In joining the EU bureacracy, he is moving only a few kilometers across Brussels, from NATO's flag-bedecked headquarters in Evere to the "European quarter" of the city around the Rue de la Loi. Short the journey may be, but foreign policy experts see his arrival in the next few weeks as likely to have an enormous impact on the EU's profile in the world.

In his new job, Solana must harness the often-conflicting views of all 15 EU states, forging from them strong policies to advance the foreign and security interests of the EU as a whole. This means he is both servant and master of the national governments. A senior analyst at the Brussels-based European Policy Centre, John Palmer, puts it this way:

"Some people would think it is practically the most ambitious move which has yet been attempted in the European Union, even in some ways more ambitious than the successful launch of the single currency."

Palmer says such a level of political harmonization was unthinkable just a few years ago, given the long traditions EU countries have of maintaining their own foreign and defense policies. But harmonization is happening now, he says, because even the largest EU member states realize that they can achieve very little by acting alone.

"I think across the European Union, governments now recognize that in many, many areas the only effective basis for action is a common foreign and security policy, and that without it, Europe will remain on the sidelines. That was the bitter lesson learned in the tragedy of the Bosnian war, and until very late in the day in Kosovo."

As Solana is coming directly from NATO, where his diplomatic skills and determination are much admired, he is in the best position to strengthen the EU's relations with the United States and other NATO members, including the Central and Eastern European countries (Poland, Hungary, Czech Republic). Washington is encouraging the Europeans to improve their own defense capabilities and coordination to better deal with events like Kosovo. In that conflict, the Europeans were reliant on advanced U.S. military technology.

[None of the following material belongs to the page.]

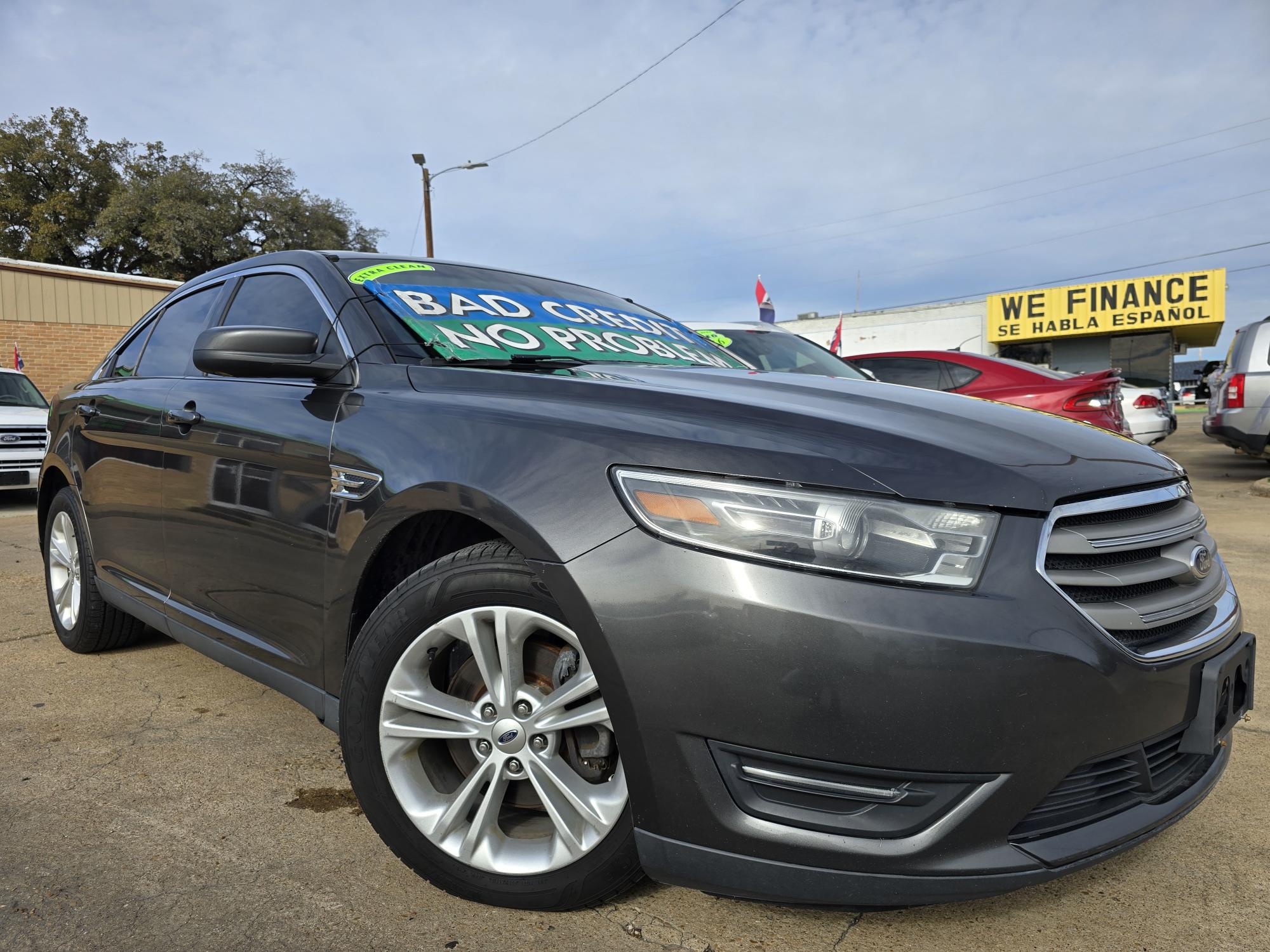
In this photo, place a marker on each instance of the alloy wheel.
(497, 743)
(64, 571)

To achieve all his goals, however, Solana will need to show formidable personal authority. Not only must he establish sway over EU governments accustomed to making their own policy, but he must find his place in the EU structures themselves.

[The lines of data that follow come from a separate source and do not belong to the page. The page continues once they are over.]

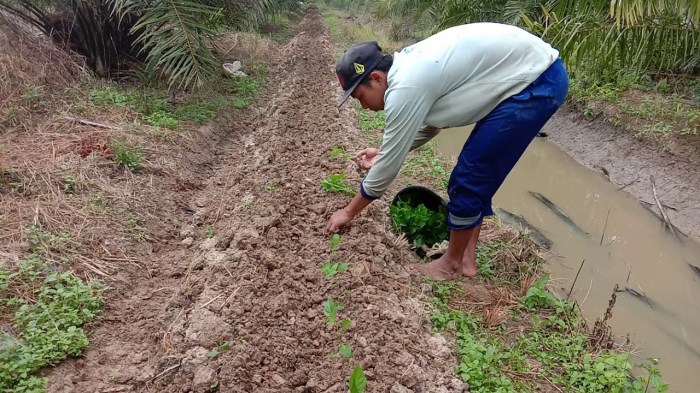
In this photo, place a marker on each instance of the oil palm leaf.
(176, 37)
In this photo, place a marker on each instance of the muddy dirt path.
(630, 164)
(238, 262)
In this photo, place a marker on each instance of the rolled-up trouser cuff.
(365, 195)
(462, 223)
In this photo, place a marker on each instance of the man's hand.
(338, 220)
(366, 158)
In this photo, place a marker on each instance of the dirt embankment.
(630, 164)
(237, 260)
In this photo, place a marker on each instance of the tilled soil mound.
(245, 267)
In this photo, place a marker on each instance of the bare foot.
(469, 268)
(440, 269)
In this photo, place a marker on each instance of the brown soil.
(629, 163)
(256, 282)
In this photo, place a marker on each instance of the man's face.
(371, 96)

The main problem inside the labyrinthine Brussels bureaucracy will be to create the right division of responsibilities with the European Executive Commission's new external relations commissioner, Chris Patten. Patten, a former British governor of Hong Kong, is also a powerful personality, who is used to having his own way.

Patten's spokesman, Gunnar Wiegand, told RFE/RL however, that the two men have been close friends for 15 years and are determined to work smoothly together. Wiegand said staff from both sides have been meeting to crystallize the two men's working methods. He said the two already established their list of priorities last month at scores of meetings with foreign officials.

Wiegand said he sees no justification for press speculation that Patten and Solana are heading for clashes because of the similarity in their roles. There's also speculation that because Patten is in the EU's executive arm (the Commission) and Solana is in the political arm (Council of Ministers), the EU could end up speaking in a babel of voices on foreign policy.

Analyst Palmer sketches his view of how it's all going to work:

"There are many areas where, under the treaties, the commission has primary responsibility. If you take the whole area of what you might call soft security -- economic aid, external trade relations, which often come into wider political and security relations -- they will be a matter primarily for the commission and Mr. Patten."

However, Palmer says, responsibility for formulating broader security and foreign policy objectives, and ensuring these are applied in practice, will belong to Solana.

Officials in Brussels are hoping that this distinction will be sufficient to avoid a destructive turf war while the EU has its hands full with other key issues -- notably eastward expansion.